2025-02-AI/final/1127.md

# Study Guide: Undirected Graphical Models (Markov Random Fields)

**Date:** 2025.11.27
**Topic:** Potential Functions, Partition Function, and Conditional Independence in MRFs.

---

### **1. Recap: Decomposition in Undirected Graphs**
Unlike Directed Graphical Models (Bayesian Networks) which use conditional probabilities, **Undirected Graphical Models (Markov Random Fields - MRFs)** cannot directly use probabilities because there is no direction/causality. Instead, they decompose the joint distribution based on **Maximal Cliques**.

* **Cliques:** Subsets of nodes where every node is connected to every other node.
* **Maximal Clique:** A clique that cannot be expanded (e.g., in the example graph, the maximal cliques covers the graph).
* **Decomposition Rule:** The joint distribution is the product of functions defined over these maximal cliques.

---

### **2. Potential Functions ($\psi$)**
* **Definition:** For each maximal clique $C$, we define a **Potential Function** $\psi_C(x_C)$ (often denoted as $\phi$ or $\psi$).
    * It is a **positive function** ($\psi(x) \ge 0$) mapping the state of the clique variables to a real number.
    * It represents the "compatibility" or "energy" of that configuration.
* **Key Distinction:** A potential function is **NOT a probability**. It does not sum to 1. It is just a score (non-negative function).
    * *Example:* $\psi_{12}(x_1, x_2)$ scores the interaction between $x_1$ and $x_2$.

---

### **3. The Partition Function ($Z$)**
Since the product of potential functions is not a probability distribution (it doesn't sum to 1), we must normalize it.

* **Definition:** The normalization constant is called the **Partition Function** ($Z$).
    $$Z = \sum_{x} \prod_{C} \psi_C(x_C)$$
* **Role:** It ensures that the resulting distribution sums to 1, making it a valid probability distribution.
    $$P(x) = \frac{1}{Z} \prod_{C} \psi_C(x_C)$$
* **Calculation:** To find $Z$, we must sum the product of potentials over **all possible states** (combinations) of the random variables.
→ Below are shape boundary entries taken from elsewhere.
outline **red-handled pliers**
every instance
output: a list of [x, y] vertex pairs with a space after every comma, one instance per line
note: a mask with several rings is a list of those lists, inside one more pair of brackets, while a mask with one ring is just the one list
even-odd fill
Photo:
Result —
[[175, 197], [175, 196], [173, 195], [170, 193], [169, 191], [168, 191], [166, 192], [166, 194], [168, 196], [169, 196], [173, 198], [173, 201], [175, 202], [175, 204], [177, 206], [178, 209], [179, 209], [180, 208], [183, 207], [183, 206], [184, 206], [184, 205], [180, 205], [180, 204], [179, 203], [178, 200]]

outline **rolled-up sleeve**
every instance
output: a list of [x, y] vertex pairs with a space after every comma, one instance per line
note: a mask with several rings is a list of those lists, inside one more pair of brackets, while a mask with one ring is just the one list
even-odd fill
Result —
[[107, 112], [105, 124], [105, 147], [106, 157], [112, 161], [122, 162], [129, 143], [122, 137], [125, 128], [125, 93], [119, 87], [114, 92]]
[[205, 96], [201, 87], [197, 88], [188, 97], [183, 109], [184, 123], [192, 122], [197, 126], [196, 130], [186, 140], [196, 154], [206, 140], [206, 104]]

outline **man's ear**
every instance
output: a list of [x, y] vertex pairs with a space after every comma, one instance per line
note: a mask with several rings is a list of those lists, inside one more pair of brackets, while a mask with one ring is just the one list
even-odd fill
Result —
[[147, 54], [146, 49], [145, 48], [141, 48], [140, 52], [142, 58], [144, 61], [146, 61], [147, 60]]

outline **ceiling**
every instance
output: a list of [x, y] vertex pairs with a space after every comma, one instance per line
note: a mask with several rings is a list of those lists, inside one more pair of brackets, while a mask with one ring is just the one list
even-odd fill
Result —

This summation is often computationally expensive.

#### **Example Calculation**
The lecture walks through a simple example with 4 binary variables and two cliques: $\{x_1, x_2, x_3\}$ and $\{x_3, x_4\}$.
* **Step 1:** Define potential tables for $\psi_{123}$ and $\psi_{34}$.
* **Step 2:** Calculate the score for every combination.
* **Step 3:** Sum all scores to get $Z$. In the example, $Z=10$.
* **Step 4:** The probability of any specific state (e.g., $P(1,0,0,0)$) is its specific score divided by $Z$ (e.g., $(1 \times 3)/10$ or similar depending on values).

---

### **4. Parameter Estimation**
* **Discrete Case:** If variables are discrete (like the email spam example), the parameters are the entries in the potential tables. We estimate these values from data to maximize the likelihood.
* **Continuous Case:** If variables are continuous, potential functions are typically Gaussian distributions. We estimate means and covariances.
* **Reduction:** Just like in Bayesian Networks, using the graph structure reduces the number of parameters.
    * *Without Graph:* A full table for 4 binary variables needs $2^4 = 16$ entries.
    * *With Graph:* We only need tables for the cliques, significantly reducing complexity.

---

### **5. Verifying Conditional Independence**
The lecture demonstrates analytically that the potential function formulation preserves the conditional independence properties of the graph.

* **Scenario:** Graph with structure $x_1 - x_2 - x_3 - x_4$.
    * Is $x_4$ independent of $x_1$ given $x_3$?
* **Analytical Check:**
    * We calculate $P(x_4=1 | x_1=0, x_2=1, x_3=1)$.
    * We also calculate $P(x_4=1 | x_1=0, x_2=0, x_3=1)$.
* **Result:** The calculation shows that as long as $x_3$ is fixed (given), the value of $x_1$ and $x_2$ cancels out in the probability ratio.
    * $P(x_4|x_1, x_2, x_3) = \frac{\phi_1}{\phi_1 + \phi_0}$ (depends only on potentials involving $x_4$ and $x_3$).
* **Conclusion:** This confirms that $x_4 \perp \{x_1, x_2\} | x_3$. The formulation correctly encodes the global Markov property.